Blog | February 5, 2013
By Misha Hutchings, Senior Research Associate
Coming together is a beginning; keeping together is progress; working together is success. – Henry Ford.
December marked the beginning of year three in the development of the WASH SMS platform through our pilot project in Indonesia. The Institute and our partners Nexleaf Analytics and PATTIRO have been developing two Indonesia WATER SMS systems in Makassar, South Sulawesi and Malang, East Java along with the many stakeholders in urban water governance – customers, poor residents without service, utilities, local government agencies, NGOs and media. In a time when basic mobile phone mapping web sites can pop up overnight, our participatory development process has at times felt drawn out, especially to some of the residents who are experiencing urgent issues such as two-month water shortages and want their grievances redressed immediately.
Over the past few weeks PATTIRO staff brought all the stakeholders together in each pilot location for final Multi-Stakeholder Dialogues. The first Multi-Stakeholder Dialogues in early 2012 were focused on ensuring that the target users understood the basic functionality of the system; and sharing information about urgent issues and needs for the system among all the stakeholders gathered during community learning sessions and formal stakeholder focus group discussions with the water utility, the informal water sector, local government, and NGOS working on related issues. The second round of dialogues sought to compile user experience feedback following months of system testing, as well as to forge agreements among the groups about what users will submit, and to what issues they will respond. Each group presented their user experiences, listened to each other’s challenges and questions, and offered solutions for meeting each other’s needs.
This system is turning out to be unique due in great part to the participatory development process we’re using. The Indonesia WATER SMS system, being developed by and for utility customers, poor residents without service, utilities, local government agencies, NGOs and media, will assist each one of these groups in improving water services by opening up transparent channels of communication so that residents, utilities, and everyone else involved are better and more quickly informed. It makes sense that a system that aims to facilitate communication and information sharing between different groups should be designed with the needs and preferences of those groups in mind. But it is easy to forget that in order to involve every one of these groups, it requires a lot of coordination and time.

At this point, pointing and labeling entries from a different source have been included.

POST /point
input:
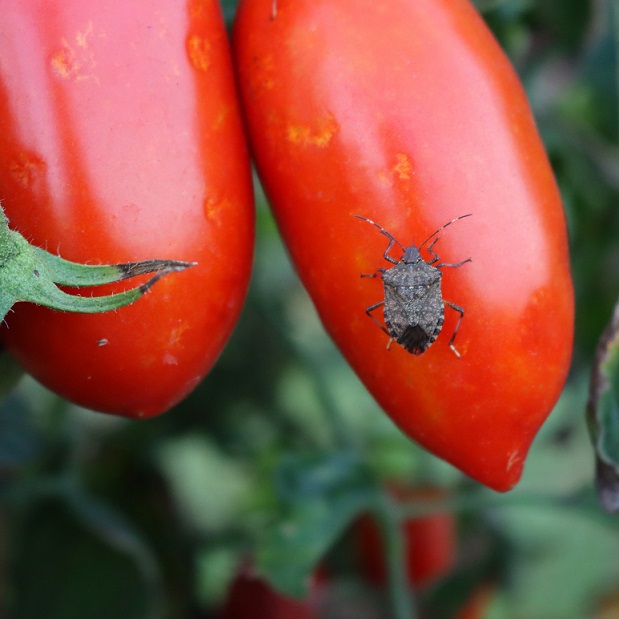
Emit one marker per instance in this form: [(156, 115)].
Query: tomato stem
[(29, 273), (388, 519)]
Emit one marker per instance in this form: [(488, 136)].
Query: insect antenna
[(442, 227), (387, 234)]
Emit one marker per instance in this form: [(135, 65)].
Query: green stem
[(68, 273), (49, 295), (29, 273), (389, 521)]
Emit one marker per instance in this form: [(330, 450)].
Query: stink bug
[(413, 304)]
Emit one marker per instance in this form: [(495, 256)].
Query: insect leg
[(434, 255), (457, 308), (375, 274), (455, 266), (369, 310), (392, 239)]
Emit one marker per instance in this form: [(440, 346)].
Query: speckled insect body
[(413, 304)]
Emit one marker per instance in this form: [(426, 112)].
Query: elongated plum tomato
[(120, 139), (408, 112)]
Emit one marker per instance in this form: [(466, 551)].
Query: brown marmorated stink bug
[(414, 306)]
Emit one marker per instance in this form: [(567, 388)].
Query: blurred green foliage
[(280, 447)]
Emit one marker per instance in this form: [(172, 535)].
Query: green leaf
[(74, 558), (603, 415), (318, 497), (28, 273)]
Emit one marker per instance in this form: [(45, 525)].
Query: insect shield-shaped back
[(413, 306)]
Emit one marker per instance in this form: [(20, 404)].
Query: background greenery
[(281, 446)]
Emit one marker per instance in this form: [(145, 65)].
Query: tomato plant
[(250, 597), (411, 117), (431, 541), (120, 140)]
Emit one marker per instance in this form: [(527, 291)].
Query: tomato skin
[(121, 140), (250, 597), (431, 541), (410, 114)]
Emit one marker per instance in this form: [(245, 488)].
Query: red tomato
[(431, 542), (409, 113), (120, 140), (250, 597)]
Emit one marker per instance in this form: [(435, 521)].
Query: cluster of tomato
[(121, 139)]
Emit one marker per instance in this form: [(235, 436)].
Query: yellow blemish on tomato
[(26, 169), (404, 167), (319, 135), (64, 63), (514, 459), (68, 63), (214, 209), (199, 50)]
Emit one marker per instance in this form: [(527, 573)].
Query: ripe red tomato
[(431, 541), (250, 597), (121, 140), (410, 114)]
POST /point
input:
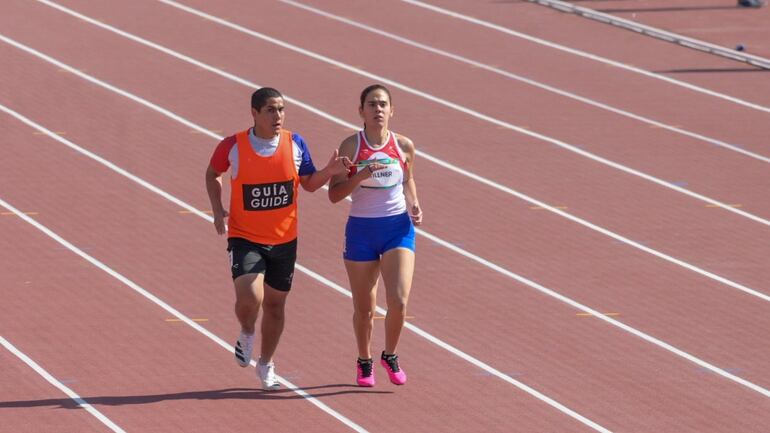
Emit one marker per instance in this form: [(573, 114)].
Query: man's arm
[(214, 189)]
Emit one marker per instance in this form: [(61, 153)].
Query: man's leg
[(248, 298), (249, 293), (273, 306)]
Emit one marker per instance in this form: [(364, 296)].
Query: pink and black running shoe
[(364, 373), (395, 373)]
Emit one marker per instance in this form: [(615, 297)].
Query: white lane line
[(529, 81), (489, 369), (171, 310), (421, 232), (586, 55), (468, 111), (429, 157), (53, 381)]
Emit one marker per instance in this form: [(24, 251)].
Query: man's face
[(268, 121)]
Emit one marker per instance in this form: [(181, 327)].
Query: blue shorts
[(366, 239)]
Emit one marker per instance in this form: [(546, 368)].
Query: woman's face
[(377, 109)]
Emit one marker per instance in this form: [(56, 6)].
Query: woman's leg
[(397, 267), (363, 284)]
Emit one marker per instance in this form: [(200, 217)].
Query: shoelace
[(366, 368), (392, 362)]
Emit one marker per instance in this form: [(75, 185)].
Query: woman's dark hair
[(372, 88), (260, 97)]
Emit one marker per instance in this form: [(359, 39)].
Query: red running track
[(124, 355)]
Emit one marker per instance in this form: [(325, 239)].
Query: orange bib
[(263, 198)]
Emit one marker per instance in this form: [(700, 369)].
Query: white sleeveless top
[(382, 194)]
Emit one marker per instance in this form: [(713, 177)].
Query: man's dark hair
[(260, 97), (372, 88)]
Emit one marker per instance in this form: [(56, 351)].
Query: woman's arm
[(341, 185), (410, 187)]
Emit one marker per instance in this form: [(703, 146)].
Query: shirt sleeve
[(219, 159), (306, 166)]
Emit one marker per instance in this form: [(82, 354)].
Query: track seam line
[(419, 231), (53, 381)]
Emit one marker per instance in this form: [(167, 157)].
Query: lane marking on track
[(444, 164), (468, 358), (13, 214), (494, 69), (731, 205), (159, 302), (604, 314), (545, 208), (562, 144), (586, 55), (58, 384)]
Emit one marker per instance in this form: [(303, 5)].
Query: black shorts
[(275, 261)]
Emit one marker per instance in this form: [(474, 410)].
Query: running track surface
[(609, 272)]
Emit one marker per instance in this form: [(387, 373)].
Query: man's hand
[(338, 165), (219, 221)]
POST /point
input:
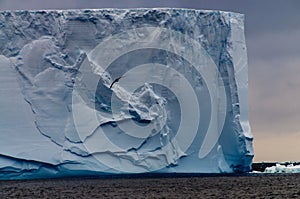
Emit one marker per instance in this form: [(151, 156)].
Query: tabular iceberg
[(112, 91)]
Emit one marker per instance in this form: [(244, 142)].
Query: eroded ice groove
[(123, 91)]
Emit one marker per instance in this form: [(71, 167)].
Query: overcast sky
[(273, 42)]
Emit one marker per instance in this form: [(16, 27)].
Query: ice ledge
[(123, 91)]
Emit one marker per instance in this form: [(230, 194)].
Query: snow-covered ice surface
[(283, 169), (96, 92)]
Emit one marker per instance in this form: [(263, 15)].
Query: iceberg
[(123, 91)]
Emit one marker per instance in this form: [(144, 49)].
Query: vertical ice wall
[(123, 91)]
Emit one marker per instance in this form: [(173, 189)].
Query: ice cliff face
[(88, 92)]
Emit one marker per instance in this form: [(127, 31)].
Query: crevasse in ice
[(112, 91)]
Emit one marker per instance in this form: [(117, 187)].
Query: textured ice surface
[(87, 92)]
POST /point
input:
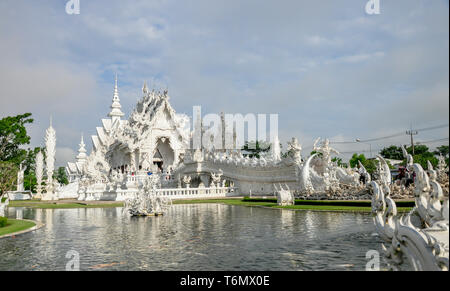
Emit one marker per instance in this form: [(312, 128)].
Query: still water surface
[(193, 237)]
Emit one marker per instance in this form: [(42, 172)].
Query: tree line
[(13, 140)]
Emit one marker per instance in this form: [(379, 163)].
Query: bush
[(3, 221)]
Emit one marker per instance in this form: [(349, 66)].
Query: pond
[(192, 237)]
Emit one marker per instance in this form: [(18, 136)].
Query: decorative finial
[(145, 88)]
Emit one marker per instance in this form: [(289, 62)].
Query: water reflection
[(192, 237)]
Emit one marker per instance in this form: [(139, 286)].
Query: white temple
[(156, 140)]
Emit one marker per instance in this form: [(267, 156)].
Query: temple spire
[(81, 157), (116, 112)]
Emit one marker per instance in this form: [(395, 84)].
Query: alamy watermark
[(73, 7), (373, 7), (229, 131)]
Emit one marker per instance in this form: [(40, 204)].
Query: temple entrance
[(164, 154)]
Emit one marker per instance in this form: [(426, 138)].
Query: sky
[(327, 68)]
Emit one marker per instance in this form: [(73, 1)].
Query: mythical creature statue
[(146, 201), (215, 178), (295, 150), (284, 196), (425, 246)]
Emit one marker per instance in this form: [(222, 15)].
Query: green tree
[(441, 150), (254, 149), (61, 176), (8, 177), (422, 155), (370, 165), (13, 134), (392, 152)]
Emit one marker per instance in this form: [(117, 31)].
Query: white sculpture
[(295, 150), (39, 173), (187, 181), (363, 172), (284, 196), (3, 206), (276, 151), (425, 246), (50, 151), (215, 177), (146, 202)]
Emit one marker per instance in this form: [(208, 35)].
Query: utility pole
[(411, 133)]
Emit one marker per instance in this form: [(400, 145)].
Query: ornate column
[(39, 173), (50, 151)]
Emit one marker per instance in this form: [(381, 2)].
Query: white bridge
[(172, 193)]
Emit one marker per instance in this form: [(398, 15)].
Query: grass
[(15, 225), (59, 205)]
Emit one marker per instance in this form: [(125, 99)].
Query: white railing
[(177, 193)]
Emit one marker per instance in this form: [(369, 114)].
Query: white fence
[(173, 193), (180, 193)]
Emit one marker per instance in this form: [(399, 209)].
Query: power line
[(432, 141), (392, 135)]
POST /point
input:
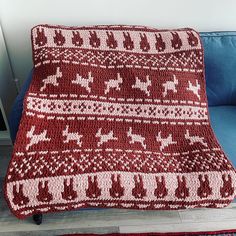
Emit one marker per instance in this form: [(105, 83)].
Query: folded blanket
[(116, 116)]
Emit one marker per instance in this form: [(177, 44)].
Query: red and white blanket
[(116, 116)]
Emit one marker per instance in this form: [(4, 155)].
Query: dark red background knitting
[(116, 116)]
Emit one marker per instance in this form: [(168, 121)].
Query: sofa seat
[(223, 121)]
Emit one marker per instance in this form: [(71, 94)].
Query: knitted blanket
[(116, 116)]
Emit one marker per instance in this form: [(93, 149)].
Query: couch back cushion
[(220, 66)]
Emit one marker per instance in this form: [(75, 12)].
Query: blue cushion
[(223, 121), (220, 63)]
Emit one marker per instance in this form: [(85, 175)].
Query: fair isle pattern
[(116, 116)]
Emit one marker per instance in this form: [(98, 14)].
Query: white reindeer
[(84, 82), (36, 138), (113, 83), (104, 137), (52, 79), (194, 139), (170, 85), (71, 136), (165, 142), (194, 89), (143, 86), (136, 138)]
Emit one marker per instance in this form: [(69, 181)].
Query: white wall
[(18, 16), (7, 85)]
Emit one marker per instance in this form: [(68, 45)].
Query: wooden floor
[(112, 220)]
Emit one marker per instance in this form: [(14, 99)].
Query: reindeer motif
[(71, 136), (40, 39), (161, 190), (182, 191), (144, 44), (192, 39), (59, 39), (43, 192), (176, 41), (94, 40), (104, 137), (113, 84), (93, 191), (160, 44), (204, 190), (128, 43), (76, 39), (18, 195), (194, 139), (116, 191), (227, 189), (83, 82), (139, 191), (111, 42), (143, 86), (136, 138), (52, 79), (69, 193), (165, 142), (170, 85), (36, 138), (194, 89)]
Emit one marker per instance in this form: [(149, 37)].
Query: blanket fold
[(116, 116)]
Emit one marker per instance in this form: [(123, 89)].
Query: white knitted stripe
[(80, 185), (118, 99), (97, 108)]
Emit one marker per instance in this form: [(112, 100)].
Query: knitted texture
[(116, 116)]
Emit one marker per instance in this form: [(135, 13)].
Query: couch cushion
[(220, 65), (223, 123)]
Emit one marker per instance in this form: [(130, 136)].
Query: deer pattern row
[(143, 85), (104, 137), (117, 189), (111, 42)]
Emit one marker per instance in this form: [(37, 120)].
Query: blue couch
[(220, 63)]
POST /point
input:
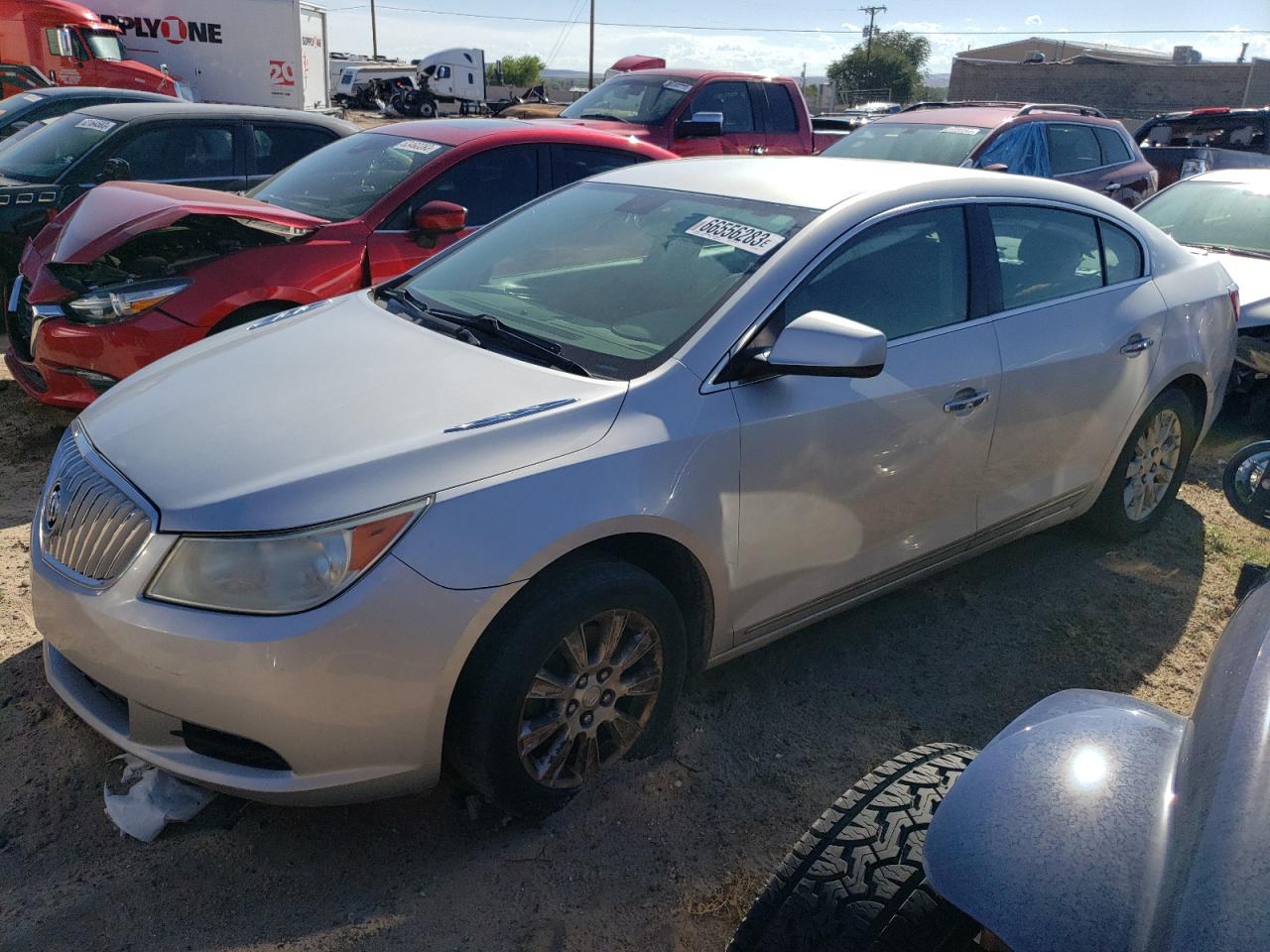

Entering our third year is another reminder of just how much work and time they’ve put into this system.
In the first multi-stakeholder dialogue, we were elated by the thoughtful dialogue and interactions between groups that could’ve been communicating prior to these sessions, but weren’t; this was major progress. Then, there were several months where the utility and residents asked “But when?”, anxious to begin using their systems, and we had to remind them and ourselves that the testing allows us to “Fail fast, fail early, fail often”, as the saying goes, and that we should continue to do so until the system is ready. Now, after another round of thoughtful and engaging in-person dialogues a year later, we are in higher spirits about the work they’ve been doing and will continue to do, together, and what that means for the future of the system. If they are still incredibly invested in working with each other to make this system as useful as it can be, then that in itself is success.